Any comment or sugguestion is very welcome.

Thank you in advance for your help

Answer 1

You seem to be forgetting the constraints $x_1,x_2\geqslant0$. Including these, the gradients of the four constraints are

$$ \begin{pmatrix}2x_1\\-1\end{pmatrix}, \begin{pmatrix}1\\1\end{pmatrix},\begin{pmatrix}-1\\0\end{pmatrix},\begin{pmatrix}0\\-1\end{pmatrix}. $$

The gradient of the objective function (using the minimization form you gave) is

$$ \begin{pmatrix}-2x_1+(9/2)\\-2x_2+4\end{pmatrix}. $$

For the point $(3/2\ 9/4)^\text{T}$, the stationarity conditions become

$$ \underbrace{\begin{pmatrix}3&1&-1&0\\-1&1&0&-1\end{pmatrix}}_{\displaystyle\equiv A}\begin{pmatrix}\mu_1\\\mu_2\\\mu_3\\\mu_4\end{pmatrix}=\underbrace{\begin{pmatrix}-3/2\\1/2\end{pmatrix}}_{\displaystyle \equiv b} $$

and dual feasibility says that $\mu\geqslant0$. However, only the first constraint is binding, and hence CS tells us that $\mu_2=\mu_3=\mu_4=0$. Hence our system reduces to

$$ \begin{pmatrix}3\\-1\end{pmatrix}\mu_1=\begin{pmatrix}-3/2\\1/2\end{pmatrix}, $$

which has the unique solution $\mu_1=-1/2$, which does not satisfy dual feasibility (you could use Farkas' lemma to prove this system has no non-negative solution--this would be perhaps more "optimization flavored". I came up with the dual certificate $y=(-1\ -1)$).

Is this a correct answer for 1.?

Don't forget primal and dual feasibility, and complementary slackness!

Answer 2

Analyzing the in the attached plot the points $\{A,B,C,D,E\}$ for the maximization problem,

$$ \left( \begin{array}{cccc} label & x & y & f(x,y)\\ A & 0 & 6 & \frac{337}{16} \\ B & 2 & 4 & \frac{65}{16} \\ C & \frac{3}{2} & \frac{9}{4} & \frac{5}{8} \\ D & 0 & 0 & \frac{145}{16} \\ E & 0 & 2 & \frac{81}{16} \\ \end{array} \right) $$

we can observe that the points $\{A,D,E\}$ are feasible solutions because $\nabla f$ (in black) at those points is a positive combination over the restriction's gradients (in red).
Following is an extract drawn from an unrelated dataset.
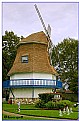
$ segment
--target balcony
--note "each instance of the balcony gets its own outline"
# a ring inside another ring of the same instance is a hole
[[[62,88],[62,82],[51,79],[15,79],[3,82],[3,88]]]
The points $\{B, C\}$ are not feasible solutions for the maximization problem. Finally we choose point $A$ as the maximum. Those positive combinations are described as

$$ \nabla f = \sum_{k\in S}\lambda_k\nabla g_k $$

with $\lambda_k \ge 0$ not all null for $k\in S$ where $S$ is the set of active restrictions on the point.